We carried out a retrospective review of patients <19 years of age who received digoxin and had serum digoxin concentrations assessed between January, 2007 and June, 2013. Data collection included patient demographics, digoxin indication, serum digoxin concentrations, signs and symptoms of digoxin toxicity, electrocardiograms, and co-morbidities. Reviewers performing chart review and electrocardiogram analysis were blinded to digoxin levels.
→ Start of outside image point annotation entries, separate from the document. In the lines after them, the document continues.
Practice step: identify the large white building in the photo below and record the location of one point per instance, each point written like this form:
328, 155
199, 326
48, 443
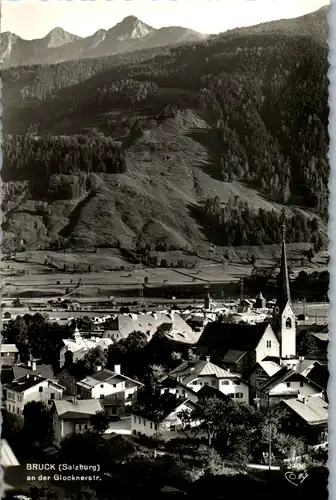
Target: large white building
202, 373
79, 346
30, 388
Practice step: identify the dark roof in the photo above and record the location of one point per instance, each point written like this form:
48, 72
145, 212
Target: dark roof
170, 382
164, 406
45, 371
230, 336
284, 375
211, 392
103, 375
319, 375
24, 383
7, 374
233, 356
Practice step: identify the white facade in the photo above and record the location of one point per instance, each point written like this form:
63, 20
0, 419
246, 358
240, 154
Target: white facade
102, 389
233, 387
80, 344
288, 332
66, 427
304, 388
167, 429
269, 345
43, 391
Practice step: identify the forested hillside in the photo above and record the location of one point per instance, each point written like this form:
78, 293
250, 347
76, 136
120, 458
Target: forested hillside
241, 115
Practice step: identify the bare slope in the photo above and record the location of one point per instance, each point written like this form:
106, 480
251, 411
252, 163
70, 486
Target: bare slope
153, 202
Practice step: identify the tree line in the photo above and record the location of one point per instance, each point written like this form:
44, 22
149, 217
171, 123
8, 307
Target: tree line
31, 157
236, 223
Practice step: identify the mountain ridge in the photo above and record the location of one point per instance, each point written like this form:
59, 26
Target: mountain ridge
157, 152
59, 45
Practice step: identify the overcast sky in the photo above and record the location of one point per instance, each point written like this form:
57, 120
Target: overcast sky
35, 18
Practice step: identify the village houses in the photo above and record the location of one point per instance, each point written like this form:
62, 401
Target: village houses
202, 372
164, 422
30, 388
73, 417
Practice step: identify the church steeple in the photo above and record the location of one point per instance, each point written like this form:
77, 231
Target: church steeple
284, 321
283, 282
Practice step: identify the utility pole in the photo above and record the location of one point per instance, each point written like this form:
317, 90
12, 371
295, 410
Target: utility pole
141, 294
241, 289
270, 448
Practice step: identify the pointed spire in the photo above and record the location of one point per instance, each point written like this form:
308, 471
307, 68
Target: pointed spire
283, 283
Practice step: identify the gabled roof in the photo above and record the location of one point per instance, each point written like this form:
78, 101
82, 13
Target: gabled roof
312, 409
233, 356
45, 371
7, 457
81, 408
224, 337
25, 383
106, 376
11, 348
211, 392
166, 405
81, 344
188, 371
270, 367
319, 375
175, 326
168, 382
323, 337
284, 375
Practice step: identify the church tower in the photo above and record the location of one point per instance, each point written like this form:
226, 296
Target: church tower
284, 323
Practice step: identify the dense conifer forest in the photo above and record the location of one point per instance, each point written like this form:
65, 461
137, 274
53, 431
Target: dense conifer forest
262, 99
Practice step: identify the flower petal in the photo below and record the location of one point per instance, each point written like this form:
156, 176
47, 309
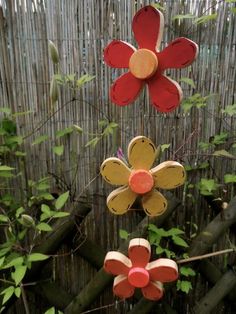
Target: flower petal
118, 53
166, 94
154, 203
139, 252
141, 153
125, 89
163, 269
115, 171
178, 54
168, 175
153, 291
148, 26
122, 288
117, 263
120, 200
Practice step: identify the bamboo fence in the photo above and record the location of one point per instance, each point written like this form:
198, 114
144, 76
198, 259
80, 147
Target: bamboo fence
81, 30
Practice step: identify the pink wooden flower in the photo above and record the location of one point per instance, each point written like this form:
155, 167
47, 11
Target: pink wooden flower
147, 64
137, 272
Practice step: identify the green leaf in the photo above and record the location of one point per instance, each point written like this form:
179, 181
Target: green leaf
230, 178
223, 153
123, 234
2, 261
84, 79
187, 271
40, 139
17, 292
45, 209
19, 274
183, 16
18, 261
50, 311
188, 81
64, 132
44, 227
3, 218
6, 168
8, 292
230, 110
205, 18
58, 150
36, 257
61, 200
60, 214
179, 241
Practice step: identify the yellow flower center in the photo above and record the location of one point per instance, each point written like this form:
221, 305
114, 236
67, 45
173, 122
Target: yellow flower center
143, 63
141, 181
138, 277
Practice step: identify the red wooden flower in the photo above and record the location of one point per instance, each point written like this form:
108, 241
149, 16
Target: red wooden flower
146, 64
137, 272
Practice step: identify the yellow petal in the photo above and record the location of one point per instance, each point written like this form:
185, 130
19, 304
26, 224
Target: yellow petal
115, 171
154, 203
120, 200
168, 175
141, 153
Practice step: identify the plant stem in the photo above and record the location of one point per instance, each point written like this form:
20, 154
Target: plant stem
195, 258
27, 311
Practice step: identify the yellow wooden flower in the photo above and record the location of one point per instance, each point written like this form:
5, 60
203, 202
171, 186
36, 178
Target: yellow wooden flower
140, 179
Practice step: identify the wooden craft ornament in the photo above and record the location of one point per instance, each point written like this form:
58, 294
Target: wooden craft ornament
137, 272
146, 65
139, 179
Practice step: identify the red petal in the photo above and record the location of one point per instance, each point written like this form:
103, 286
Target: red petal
163, 269
178, 54
125, 89
117, 263
118, 53
165, 93
148, 27
122, 288
153, 291
139, 252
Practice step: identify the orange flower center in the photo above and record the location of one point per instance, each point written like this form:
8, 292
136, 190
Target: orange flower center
141, 181
138, 277
143, 63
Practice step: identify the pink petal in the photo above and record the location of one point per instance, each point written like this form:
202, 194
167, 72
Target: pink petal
163, 269
139, 252
148, 27
153, 291
117, 263
122, 288
125, 89
178, 54
118, 53
166, 94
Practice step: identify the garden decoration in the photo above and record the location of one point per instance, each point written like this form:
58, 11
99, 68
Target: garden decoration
139, 179
146, 64
137, 272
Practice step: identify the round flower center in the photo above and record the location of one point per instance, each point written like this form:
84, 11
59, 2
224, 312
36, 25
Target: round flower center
138, 277
143, 63
141, 181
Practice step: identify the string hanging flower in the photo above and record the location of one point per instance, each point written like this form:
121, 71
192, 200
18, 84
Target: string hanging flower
137, 272
147, 64
139, 179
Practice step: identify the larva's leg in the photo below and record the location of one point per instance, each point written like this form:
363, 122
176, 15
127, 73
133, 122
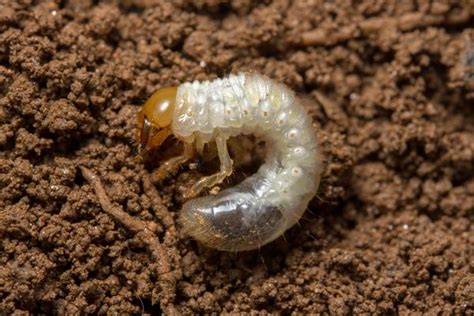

Descriptive statistical methods were used and comparisons were made between patients with and without toxic serum digoxin concentrations (>2 ng/ml).
There were 87 patients who met study criteria (male 46%, mean age 8.4 years). CHD was present in 67.8% and electrocardiograms were performed in 72.4% of the patients. The most common indication for digoxin toxicity was heart failure symptoms (61.5%). Toxic serum digoxin concentrations were present in 6.9% of patients (mean 2.6 ng/ml). Symptoms associated with digoxin toxicity occurred in 48.4%, with nausea/vomiting as the most common symptom (36.4%), followed by tachycardia (29.5%). Compared with those without toxic serum digoxin concentrations, significantly more patients with toxic serum digoxin concentrations were female (p=0.02). The presence of electrocardiogram abnormalities and/or signs and symptoms of digoxin toxicity was not significantly different between patients with and without serum digoxin concentrations (p>0.05).
Serum digoxin concentrations in children are not strongly associated with signs and symptoms of digoxin toxicity.